En effet, l'idée de cacher le corps de sa victime dans une fosse timidement creusée, recouverte des branchages d'un mûrier émondé à la hâte au beau milieu de son jardin, c'est une erreur qu'il ne refera plus. Les magistrats découvrent le Cor de Lion en un rien de temps. Pensez ! Il y avait même une main qui dépassait.
Arnaud voyant ainsi le pot aux roses découvert décide de quitter la ville en toute hâte, ce qui est fort avisé de sa part, car un procès lui est fait – par contumace, et il est évidemment condamné et pendu par effigie (c'est-à-dire que le bourreau a pendu au gibet un tableau qui le représente).
Arnaud Julia bat donc la campagne ; on dirait maintenant qu'il a pris le maquis. Que fait-il ? Où erre-t-il ? Nous ne le savons pas. Laisse-t-il une trace sanglante partout où il passe ? C'est possible (il est égorgeur de cochons, de son état).
Après avoir passé quelques années au vert, Arnaud a eu le temps de peaufiner sa méthode. Il réapparaît à Toulouse en 1707, frais comme un bouton de rose : il rentre muni de lettres de grâce octroyées par l'évêque d'Orléans.

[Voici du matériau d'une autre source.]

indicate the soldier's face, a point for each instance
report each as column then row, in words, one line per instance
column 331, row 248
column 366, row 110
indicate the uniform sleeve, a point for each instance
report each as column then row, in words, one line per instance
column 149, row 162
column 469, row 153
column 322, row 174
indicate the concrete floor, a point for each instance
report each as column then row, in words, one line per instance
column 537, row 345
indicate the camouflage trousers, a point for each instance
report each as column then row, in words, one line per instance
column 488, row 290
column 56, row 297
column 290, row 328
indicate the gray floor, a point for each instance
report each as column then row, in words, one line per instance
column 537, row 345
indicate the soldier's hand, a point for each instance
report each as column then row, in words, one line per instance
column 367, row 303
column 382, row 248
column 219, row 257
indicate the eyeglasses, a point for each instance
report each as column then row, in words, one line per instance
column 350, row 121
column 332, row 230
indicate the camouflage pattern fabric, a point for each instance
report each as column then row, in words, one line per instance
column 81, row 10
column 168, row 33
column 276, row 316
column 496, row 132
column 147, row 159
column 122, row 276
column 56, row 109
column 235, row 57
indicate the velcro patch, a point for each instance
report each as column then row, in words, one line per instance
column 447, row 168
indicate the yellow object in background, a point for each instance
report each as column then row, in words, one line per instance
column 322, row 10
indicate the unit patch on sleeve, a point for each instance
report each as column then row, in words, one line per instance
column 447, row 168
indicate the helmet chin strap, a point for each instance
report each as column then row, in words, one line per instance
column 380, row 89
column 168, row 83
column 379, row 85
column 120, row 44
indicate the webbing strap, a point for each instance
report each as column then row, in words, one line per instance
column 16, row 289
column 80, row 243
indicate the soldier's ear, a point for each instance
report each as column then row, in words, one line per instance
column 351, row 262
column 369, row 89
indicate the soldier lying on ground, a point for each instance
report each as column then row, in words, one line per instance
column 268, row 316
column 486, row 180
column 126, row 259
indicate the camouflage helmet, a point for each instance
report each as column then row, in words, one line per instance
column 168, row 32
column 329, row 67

C'est très pratique : ce crime de 1703 est entièrement pardonné. Il retrouve donc femme et enfants, ses couteaux de tueur de cochon et obtient même un petit emploi à l'hôtel de ville.
Mais, en décembre 1709, le goût du sang est visiblement le plus fort : il lui faut tuer à nouveau, c'était dans l'ordre des choses. Et voilà que l'on retrouve sa seconde victime, Raymond Bley, proprement découpée, et les morceaux dans le désordre le plus complet :
- le 30 décembre, la tête avec le crâne enfoncé, l'œil arraché et le bout du nez coupé, est découverte sur le ramier du moulin du Bazacle ;
- le 28 janvier 1710, son tronc est exhumé, il était caché sous des provins de vigne à la Hubiague près des Trois-Cocus ;
- finalement, le 8 février 1710, une chienne de la métairie du Miraillou (le Mirail du quartier Croix-Daurade) rapporte la main droite de la victime.
À ce jour, le puzzle pour reconstituer le corps entier de Raymond Bley n'est toujours pas complet. Et, si durant l'été il vous vient l'idée de planter des choux dans votre jardin ou de creuser un jacuzzi dans votre cave, de grâce procédez délicatement. Vous pourriez tomber sur les restes d'une main (gauche) ou bien gagner le gros lot en exhumant deux jambes complètes.
Las, il sera maintenant difficile de comparer votre macabre découverte avec les premiers restes de Bley : nul ne sait ce qu'est advenu de sa tête (un temps conservée au greffe de l'hôtel de ville dans une solution alcoolisée), ni de sa main droite. Le tronc quant à lui avait été inhumé au cimetière du Taur (maintenant disparu).